L’arrivée de Paul Biya en 1982 à la tête de l’Etat camerounais déclenche une vague d’espoir et d’ouverture sans précédent. Le nouveau président se présente comme «l’homme du Renouveau» et décrète la «rigueur et la moralisation» pour mettre fin au clientélisme qui a entaché les dernières années du précédent régime. L’enthousiasme est général mais la période de grâce de courte durée.

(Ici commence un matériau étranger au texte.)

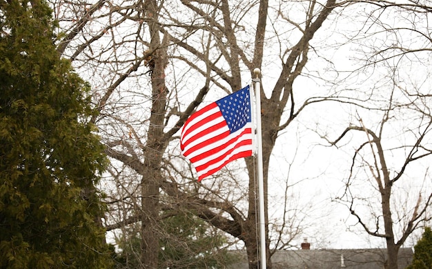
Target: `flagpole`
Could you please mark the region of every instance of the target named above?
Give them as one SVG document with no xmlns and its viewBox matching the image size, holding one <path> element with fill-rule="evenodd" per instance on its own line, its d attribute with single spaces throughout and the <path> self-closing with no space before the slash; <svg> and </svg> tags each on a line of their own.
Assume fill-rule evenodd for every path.
<svg viewBox="0 0 432 269">
<path fill-rule="evenodd" d="M 266 269 L 267 260 L 266 259 L 266 219 L 264 216 L 264 169 L 262 165 L 262 138 L 261 134 L 261 92 L 259 74 L 261 70 L 259 68 L 255 68 L 253 70 L 256 78 L 253 79 L 254 82 L 254 88 L 255 94 L 255 108 L 257 120 L 257 158 L 258 165 L 258 201 L 259 201 L 259 254 L 261 257 L 261 269 Z"/>
</svg>

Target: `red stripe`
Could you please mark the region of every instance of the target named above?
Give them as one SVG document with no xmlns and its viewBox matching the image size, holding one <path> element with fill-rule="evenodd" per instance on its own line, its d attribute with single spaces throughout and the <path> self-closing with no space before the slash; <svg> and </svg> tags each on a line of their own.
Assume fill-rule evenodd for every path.
<svg viewBox="0 0 432 269">
<path fill-rule="evenodd" d="M 228 134 L 229 134 L 229 132 L 228 132 Z M 219 151 L 222 151 L 222 150 L 224 150 L 224 148 L 226 148 L 226 147 L 228 147 L 229 145 L 232 145 L 232 144 L 237 144 L 237 143 L 240 143 L 240 142 L 237 142 L 237 141 L 239 141 L 239 140 L 242 138 L 242 136 L 244 136 L 244 135 L 245 135 L 245 134 L 251 134 L 251 133 L 252 133 L 252 130 L 251 130 L 251 128 L 245 128 L 245 129 L 243 130 L 243 132 L 242 132 L 241 133 L 239 133 L 238 135 L 237 135 L 237 136 L 235 136 L 235 137 L 233 137 L 233 138 L 232 138 L 231 139 L 230 139 L 230 140 L 227 141 L 225 143 L 222 144 L 222 145 L 220 145 L 220 146 L 217 146 L 217 147 L 215 147 L 215 148 L 213 148 L 210 150 L 208 150 L 208 151 L 206 151 L 206 152 L 203 152 L 203 153 L 200 154 L 199 155 L 195 156 L 195 157 L 193 157 L 193 158 L 190 159 L 190 161 L 193 163 L 195 163 L 195 162 L 196 162 L 196 161 L 199 161 L 199 160 L 201 160 L 201 159 L 204 159 L 204 158 L 206 158 L 206 157 L 208 157 L 208 156 L 210 156 L 210 155 L 212 155 L 215 154 L 215 152 L 219 152 Z M 225 138 L 225 137 L 228 137 L 228 135 L 225 135 L 225 136 L 224 136 L 224 137 L 223 137 L 223 138 Z M 207 141 L 206 141 L 206 143 L 205 146 L 207 146 L 207 145 L 208 145 L 208 144 L 211 144 L 212 143 L 216 142 L 216 141 L 219 141 L 219 140 L 221 140 L 222 139 L 222 138 L 219 137 L 215 137 L 213 139 L 212 139 L 212 140 L 213 140 L 212 141 L 208 141 L 208 143 L 207 143 Z M 252 139 L 247 139 L 247 140 L 245 140 L 245 141 L 242 141 L 241 143 L 243 143 L 243 142 L 244 142 L 244 141 L 249 141 L 249 140 L 250 140 L 251 141 L 250 141 L 250 143 L 249 143 L 249 144 L 251 144 L 251 143 L 252 143 Z M 243 143 L 242 143 L 241 145 L 243 145 Z M 199 145 L 197 145 L 197 146 L 199 146 Z M 201 148 L 202 146 L 199 146 L 199 148 Z M 224 155 L 222 155 L 222 158 L 220 158 L 220 157 L 219 157 L 219 158 L 217 158 L 217 159 L 215 159 L 215 160 L 213 160 L 213 161 L 212 162 L 212 163 L 215 163 L 215 162 L 217 162 L 217 161 L 220 161 L 220 160 L 221 160 L 222 159 L 223 159 L 225 156 L 226 156 L 226 155 L 229 155 L 230 152 L 233 152 L 233 150 L 234 150 L 236 148 L 237 148 L 237 147 L 238 147 L 238 145 L 235 145 L 235 147 L 234 147 L 232 150 L 229 150 L 229 151 L 228 151 L 228 152 L 226 152 Z M 195 148 L 195 147 L 194 147 L 194 148 Z M 208 165 L 210 165 L 210 164 L 211 164 L 211 163 L 208 163 Z M 208 166 L 208 165 L 207 166 Z M 202 169 L 201 169 L 201 170 L 202 170 Z M 198 168 L 197 168 L 197 170 L 198 170 Z"/>
<path fill-rule="evenodd" d="M 187 130 L 188 129 L 187 127 L 188 127 L 188 126 L 191 124 L 190 122 L 195 119 L 196 119 L 197 117 L 202 115 L 203 114 L 207 112 L 208 110 L 210 110 L 216 107 L 217 107 L 217 104 L 215 102 L 212 103 L 208 106 L 206 106 L 205 107 L 202 108 L 202 109 L 195 112 L 195 113 L 193 113 L 186 120 L 186 121 L 184 123 L 184 125 L 183 126 L 183 130 L 181 130 L 181 134 L 180 136 L 180 148 L 181 148 L 181 150 L 183 150 L 183 148 L 184 148 L 184 145 L 183 143 L 184 143 L 183 138 L 185 137 L 187 135 L 187 134 L 192 132 L 193 130 L 195 130 L 197 128 L 200 127 L 203 124 L 205 124 L 207 122 L 208 122 L 209 121 L 208 121 L 207 119 L 208 119 L 209 117 L 206 117 L 204 119 L 202 119 L 201 121 L 195 122 L 195 123 L 193 123 L 193 126 L 190 126 L 189 130 Z M 215 115 L 215 118 L 219 116 L 222 117 L 222 114 L 220 112 L 220 111 L 219 112 L 219 113 L 215 113 L 213 115 Z M 210 117 L 213 117 L 213 115 Z"/>
<path fill-rule="evenodd" d="M 223 127 L 226 126 L 226 122 L 225 121 L 220 122 L 215 126 L 213 126 L 207 129 L 206 129 L 205 130 L 200 132 L 196 134 L 195 134 L 194 136 L 190 137 L 186 142 L 184 142 L 183 143 L 184 148 L 182 149 L 182 150 L 184 150 L 184 148 L 186 148 L 188 145 L 192 143 L 193 142 L 194 142 L 195 140 L 204 137 L 204 135 L 210 134 L 216 130 L 217 130 L 218 129 L 220 129 Z M 188 149 L 188 150 L 186 150 L 186 152 L 183 152 L 183 155 L 184 155 L 185 157 L 187 157 L 189 154 L 190 154 L 190 152 L 199 150 L 202 147 L 204 147 L 208 144 L 210 144 L 212 143 L 214 143 L 215 141 L 217 141 L 217 140 L 220 140 L 226 137 L 228 137 L 230 134 L 230 131 L 227 130 L 226 132 L 224 132 L 219 134 L 217 134 L 215 136 L 213 136 L 211 138 L 197 144 L 194 146 L 193 147 Z"/>
<path fill-rule="evenodd" d="M 230 158 L 228 160 L 227 160 L 226 161 L 224 161 L 224 163 L 222 163 L 221 166 L 215 168 L 215 169 L 212 169 L 210 171 L 207 172 L 205 174 L 203 174 L 200 176 L 198 177 L 198 181 L 200 181 L 202 179 L 204 179 L 206 177 L 208 177 L 217 171 L 219 171 L 219 170 L 221 170 L 224 166 L 226 166 L 227 163 L 228 163 L 230 161 L 233 161 L 237 159 L 239 159 L 239 158 L 244 158 L 244 157 L 247 157 L 249 156 L 252 156 L 252 150 L 246 150 L 246 151 L 243 151 L 241 152 L 239 152 L 238 154 L 233 155 L 231 158 Z"/>
<path fill-rule="evenodd" d="M 238 137 L 237 137 L 235 138 L 234 139 L 237 140 L 238 139 Z M 234 140 L 234 139 L 231 139 L 231 140 Z M 235 141 L 235 142 L 232 142 L 232 143 L 235 143 L 235 146 L 233 148 L 231 148 L 230 150 L 229 150 L 228 151 L 225 152 L 223 155 L 221 155 L 221 156 L 219 156 L 217 157 L 213 158 L 211 160 L 210 160 L 209 161 L 208 161 L 207 163 L 204 163 L 204 164 L 202 164 L 201 166 L 196 166 L 195 168 L 196 168 L 197 171 L 198 172 L 198 171 L 203 170 L 207 168 L 208 166 L 211 166 L 211 165 L 213 165 L 214 163 L 216 163 L 223 160 L 224 158 L 226 158 L 227 156 L 228 156 L 233 151 L 235 151 L 236 149 L 237 149 L 238 148 L 239 148 L 242 146 L 251 145 L 252 144 L 252 139 L 242 140 L 242 141 L 238 141 L 238 142 Z M 208 157 L 208 156 L 210 156 L 210 155 L 213 155 L 213 154 L 214 154 L 215 152 L 217 152 L 220 151 L 222 149 L 223 149 L 224 148 L 226 147 L 226 145 L 228 145 L 228 143 L 227 143 L 225 145 L 223 145 L 223 146 L 222 146 L 220 147 L 218 147 L 219 148 L 218 150 L 212 149 L 211 150 L 209 150 L 209 151 L 208 151 L 208 152 L 206 152 L 205 153 L 203 153 L 203 154 L 202 154 L 200 155 L 198 155 L 198 156 L 197 156 L 195 157 L 193 157 L 193 158 L 192 158 L 190 159 L 190 161 L 193 163 L 195 163 L 197 161 L 199 161 L 199 160 L 201 160 L 201 159 L 204 159 L 204 158 L 205 158 L 206 157 Z"/>
<path fill-rule="evenodd" d="M 220 111 L 218 111 L 217 112 L 216 112 L 216 113 L 215 113 L 215 114 L 212 114 L 211 115 L 208 116 L 208 117 L 206 117 L 205 119 L 202 119 L 202 120 L 201 120 L 201 121 L 199 121 L 199 122 L 195 123 L 194 123 L 194 125 L 193 125 L 193 126 L 190 126 L 190 128 L 188 130 L 187 130 L 185 132 L 184 132 L 184 133 L 182 134 L 181 137 L 186 137 L 188 134 L 189 134 L 190 132 L 192 132 L 195 131 L 195 130 L 197 130 L 197 128 L 201 128 L 203 125 L 204 125 L 204 124 L 206 124 L 206 123 L 208 123 L 208 122 L 210 122 L 210 121 L 213 121 L 213 120 L 215 120 L 215 119 L 217 119 L 217 118 L 220 118 L 220 117 L 222 117 L 222 118 L 224 119 L 224 121 L 222 121 L 222 123 L 223 124 L 223 126 L 226 126 L 226 123 L 225 123 L 225 120 L 224 120 L 224 116 L 222 116 L 222 113 L 221 113 L 221 112 L 220 112 Z M 218 123 L 218 124 L 220 126 L 220 124 L 221 124 L 221 123 Z M 215 126 L 212 126 L 212 127 L 210 128 L 210 130 L 216 130 L 216 129 L 217 129 Z M 198 134 L 198 137 L 199 137 L 199 136 L 203 136 L 203 135 L 204 135 L 205 134 L 207 134 L 207 133 L 208 133 L 208 132 L 210 132 L 209 131 L 209 129 L 207 129 L 207 130 L 206 130 L 206 131 L 204 131 L 204 132 L 200 132 L 199 133 L 198 133 L 198 134 Z M 200 134 L 202 134 L 199 135 Z M 197 137 L 197 135 L 195 135 L 195 136 L 194 136 L 194 137 Z M 188 139 L 188 140 L 186 140 L 186 141 L 184 141 L 183 144 L 186 146 L 188 143 L 190 143 L 190 142 L 189 142 L 190 141 L 193 141 L 193 140 L 195 140 L 195 139 L 193 139 L 192 137 L 189 137 L 189 138 Z"/>
</svg>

Le 6 avril 1984 marque en effet un tournant dans la présidence de Paul Biya. Il essuie une sanglante tentative de coup d’Etat imputée à des fidèles de son prédécesseur, Amadou Ahidjo. Echaudé, le président se retranche dans un système sécuritaire dont il ne sortira plus.
Au début des années 90, sa présidence vacille à nouveau. Paul Biya fait face à une violente vague de contestation. Les «années de braise» sont marquées par le phénomène des «villes mortes» qui verront finalement l’émergence du multipartisme. L’espoir de changement des manifestants est cependant vite déçu: au terme des élections contestées de 1992, la victoire de Paul Biya est prononcée contre son rival de l’époque, John Fru Ndi, leader anglophone du SDF (Social Democratic Front, principale formation d’opposition).
Le scrutin entaché de fraudes est considéré par l’opposition et plusieurs observateurs comme une victoire volée au chairman mais celui-ci se retire finalement de la course, après 2 mois de vives tensions et de violences. Les réélections successives de Paul Biya jusqu’au récent scrutin de 2011 ont toutes été marquées par des accusations de fraudes.
Présenté par ses thuriféraires comme l’Homme de la paix, Paul Biya se pose inlassablement comme garant de l’unité nationale, tandis que la menace de chaos et d’ingérence extérieure est régulièrement brandie par ses fidèles. Le message semble aujourd’hui intégré par la plupart des Camerounais qui associent le président à la paix dont jouit le pays, une mosaïque de plus de 250 ethnies.
Economiquement, Paul Biya promet des grandes réalisations pour son septennat en cours et multiplie les annonces de grands travaux à l’adresse d’une population qui dénonce des conditions de vie difficiles dans l’un des Etats les plus corrompus au monde. A longueur de discours, il promet aussi de lutter contre la gabegie qui gangrène l’Etat mais l’opération anti-corruption menée depuis 2006 peine à convaincre, régulièrement taxée d’instrument d’épuration politique.
Les adversaires du président lui opposent son immobilisme et la confiscation du pouvoir par une gérontocratie. Ils raillent les « Grandes réalisations » du président, qui font suite aux «Grandes ambitions» du précédent mandat quand près de 40% de la population vit encore sous le seuil de pauvreté.
Trente ans après le «Renouveau», les Camerounais apparaissent relativement désintéressés par la politique de leur pays, largement convaincus qu’aucune alternance politique n’est possible. L’opposition, après l’épisode manqué de 1992, apparaît de son côté affaiblie et divisée, sans véritable projet politique.
Depuis 2008 et la réforme constitutionnelle qui a supprimé la limitation du nombre de mandats présidentiels dans un contexte social très tendu (les « émeutes de la faim » ont fait 40 morts selon un bilan officiel, 139 selon des ONG), la question de la succession de Paul Biya fait cependant régulièrement irruption dans l’actualité.
Le président qui fêtera en février 2013 ses 80 ans est réputé pour ses «courts séjours privés à l’étranger» et ne fait plus qu’une demi-douzaine d’apparitions publiques par an. De quoi alimenter les scénarii sur l’après-Biya que les Camerounais évoquent fréquemment, non sans appréhension.